The device, called AlterEgo, can transcribe words that wearers verbalise internally but do not say out loud, using electrodes attached to the skin.
“Our idea was: could we have a computing platform that’s more internal, that melds human and machine in some ways and that feels like an internal extension of our own cognition?” said Arnav Kapur, who led the development of the system at MIT’s Media Lab.
Kapur describes the headset as an “intelligence-augmentation” or IA device, and was presented at the Association for Computing Machinery’s Intelligent User Interface conference in Tokyo. It is worn around the jaw and chin, clipped over the top of the ear to hold it in place. Four electrodes under the white plastic device make contact with the skin and pick up the subtle neuromuscular signals that are triggered when a person verbalises internally. When someone says words inside their head, artificial intelligence within the device can match particular signals to particular words, feeding them into a computer.
The computer can then respond through the device using a bone conduction speaker that plays sound into the ear without the need for an earphone to be inserted, leaving the wearer free to hear the rest of the world at the same time. The idea is to create a outwardly silent computer interface that only the wearer of the AlterEgo device can speak to and hear.
“We basically can’t live without our cellphones, our digital devices. But at the moment, the use of those devices is very disruptive,” said Pattie Maes, a professor of media arts and sciences at MIT. “If I want to look something up that’s relevant to a conversation I’m having, I have to find my phone and type in the passcode and open an app and type in some search keyword, and the whole thing requires that I completely shift attention from my environment and the people that I’m with to the phone itself.”

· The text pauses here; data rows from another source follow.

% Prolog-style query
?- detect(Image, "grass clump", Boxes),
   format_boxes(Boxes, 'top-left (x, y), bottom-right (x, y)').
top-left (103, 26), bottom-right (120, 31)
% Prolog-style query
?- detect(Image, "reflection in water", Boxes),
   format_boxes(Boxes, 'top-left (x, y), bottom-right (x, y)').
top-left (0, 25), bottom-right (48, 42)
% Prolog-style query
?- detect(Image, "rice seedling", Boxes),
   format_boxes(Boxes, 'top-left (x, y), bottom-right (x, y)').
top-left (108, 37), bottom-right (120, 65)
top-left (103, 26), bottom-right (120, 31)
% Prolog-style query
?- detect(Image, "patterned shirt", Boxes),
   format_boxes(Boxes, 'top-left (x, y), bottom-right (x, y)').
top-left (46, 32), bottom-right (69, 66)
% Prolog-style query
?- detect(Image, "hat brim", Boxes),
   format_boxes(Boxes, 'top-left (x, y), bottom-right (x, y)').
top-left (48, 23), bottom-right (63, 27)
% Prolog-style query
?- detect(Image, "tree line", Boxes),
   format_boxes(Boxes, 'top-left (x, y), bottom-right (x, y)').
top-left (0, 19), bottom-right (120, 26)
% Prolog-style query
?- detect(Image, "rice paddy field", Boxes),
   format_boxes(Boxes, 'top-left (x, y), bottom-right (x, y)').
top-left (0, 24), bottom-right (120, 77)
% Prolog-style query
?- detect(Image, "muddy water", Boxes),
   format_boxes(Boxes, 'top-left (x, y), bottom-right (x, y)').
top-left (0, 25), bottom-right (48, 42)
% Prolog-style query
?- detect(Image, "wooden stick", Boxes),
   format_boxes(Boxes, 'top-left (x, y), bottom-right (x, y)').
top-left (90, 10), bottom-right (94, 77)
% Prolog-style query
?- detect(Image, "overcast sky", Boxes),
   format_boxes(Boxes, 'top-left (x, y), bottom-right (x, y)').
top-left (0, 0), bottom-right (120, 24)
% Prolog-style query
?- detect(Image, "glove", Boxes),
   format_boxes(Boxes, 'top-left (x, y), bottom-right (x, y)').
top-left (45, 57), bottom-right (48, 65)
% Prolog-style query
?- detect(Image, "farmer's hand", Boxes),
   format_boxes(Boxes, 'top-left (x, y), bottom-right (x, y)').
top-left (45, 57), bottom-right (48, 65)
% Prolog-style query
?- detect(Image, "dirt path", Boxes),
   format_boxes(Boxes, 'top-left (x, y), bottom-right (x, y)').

Maes and her students, including Kapur, have been experimenting with new form factors and interfaces to provide the knowledge and services of smartphones without the intrusive disruption they currently cause to daily life.
The AlterEgo device managed an average of 92% transcription accuracy in a 10-person trial with about 15 minutes of customising to each person. That’s several percentage points below the 95%-plus accuracy rate that Google’s voice transcription service is capable of using a traditional microphone, but Kapur says the system will improve in accuracy over time. The human threshold for voice word accuracy is thought to be around 95%.
Kapur and team are currently working on collecting data to improve recognition and widen the number of words AlterEgo can detect. It can already be used to control a basic user interface such as the Roku streaming system, moving and selecting content, and can recognise numbers, play chess and perform other basic tasks.
The eventual goal is to make interfacing with AI assistants such as Google’s Assistant, Amazon’s Alexa or Apple’s Siri less embarrassing and more intimate, allowing people to communicate with them in a manner that appears to be silent to the outside world – a system that sounds like science fiction but appears entirely possible.
The only downside is that users will have to wear a device strapped to their face, a barrier smart glasses such as Google Glass failed to overcome. But experts think the technology has much potential, not only in the consumer space for activities such as dictation but also in industry.
“Wouldn’t it be great to communicate with voice in an environment where you normally wouldn’t be able to?” said Thad Starner, a computing professor at Georgia Tech. “You can imagine all these situations where you have a high-noise environment, like the flight deck of an aircraft carrier, or even places with a lot of machinery, like a power plant or a printing press.”
Starner also sees application in the military and for those with conditions that inhibit normal speech.